On se souvient de l’épisode des « fadettes », relatif à l’enquête sur l’affaire Bettencourt. En 2010, le procureur de la République de Nanterre, Philippe Courroye avait demandé à un opérateur de lui communiquer les factures téléphoniques détaillées de trois journalistes pour découvrir quelle était leur source (en l’occurrence, Gérard Davet et Jacques Follorou, du Monde, et Fabrice Lhomme, alors à Mediapart). Cette démarche suffisait à démontrer l’insuffisance de la loi sur la protection des sources, quand même son application a conduit à l’annulation a posteriori des réquisitions (en mai 2011).
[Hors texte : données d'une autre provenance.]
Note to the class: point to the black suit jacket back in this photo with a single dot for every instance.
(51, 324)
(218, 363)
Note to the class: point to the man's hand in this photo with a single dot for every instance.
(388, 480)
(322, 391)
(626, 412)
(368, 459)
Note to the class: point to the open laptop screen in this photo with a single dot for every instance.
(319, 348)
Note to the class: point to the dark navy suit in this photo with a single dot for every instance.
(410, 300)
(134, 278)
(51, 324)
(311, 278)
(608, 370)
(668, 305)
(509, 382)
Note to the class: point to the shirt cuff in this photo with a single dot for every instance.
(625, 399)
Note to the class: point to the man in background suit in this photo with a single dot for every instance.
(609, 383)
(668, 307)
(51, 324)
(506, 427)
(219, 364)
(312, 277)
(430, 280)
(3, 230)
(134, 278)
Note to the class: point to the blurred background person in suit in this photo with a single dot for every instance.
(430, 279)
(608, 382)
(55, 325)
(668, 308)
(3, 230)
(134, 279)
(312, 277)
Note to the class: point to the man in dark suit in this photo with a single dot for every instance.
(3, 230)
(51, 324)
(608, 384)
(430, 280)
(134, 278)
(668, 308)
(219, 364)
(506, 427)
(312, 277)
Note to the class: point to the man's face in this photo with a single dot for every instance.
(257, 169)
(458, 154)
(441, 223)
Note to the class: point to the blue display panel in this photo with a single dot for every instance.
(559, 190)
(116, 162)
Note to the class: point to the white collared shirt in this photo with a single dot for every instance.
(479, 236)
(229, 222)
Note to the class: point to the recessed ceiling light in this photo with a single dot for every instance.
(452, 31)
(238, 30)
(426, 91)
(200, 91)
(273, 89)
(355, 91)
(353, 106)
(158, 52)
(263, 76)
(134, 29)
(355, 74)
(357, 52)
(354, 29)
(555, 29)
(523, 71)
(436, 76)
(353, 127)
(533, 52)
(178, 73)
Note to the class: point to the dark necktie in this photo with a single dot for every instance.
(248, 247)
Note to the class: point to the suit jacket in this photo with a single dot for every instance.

Christiane Taubira, garde des Sceaux, a dû se souvenir de cette affaire quand, en novembre dernier, elle a saisi la Commission nationale consultative des droits de l’homme (CNCDH) pour avis sur la protection du secret des sources des journalistes, dans le cadre d’un projet de loi. En jeu : améliorer le dispositif en place. La CNCDH a remis son avis ce 25 avril. En rappelant d’abord que la protection du secret des sources est « l’une des pierres angulaires de la liberté de la presse », garantissant « le droit à l’information du public sur des questions d’intérêt général ». En France, prévient la Commission, « la nécessité de protéger le secret des sources est d’autant plus forte que la vie publique souffre d’un déficit de transparence ». L’avis s’inscrit ainsi dans la défiance. La crise morale et politique actuelle ne peut que renforcer ce sentiment.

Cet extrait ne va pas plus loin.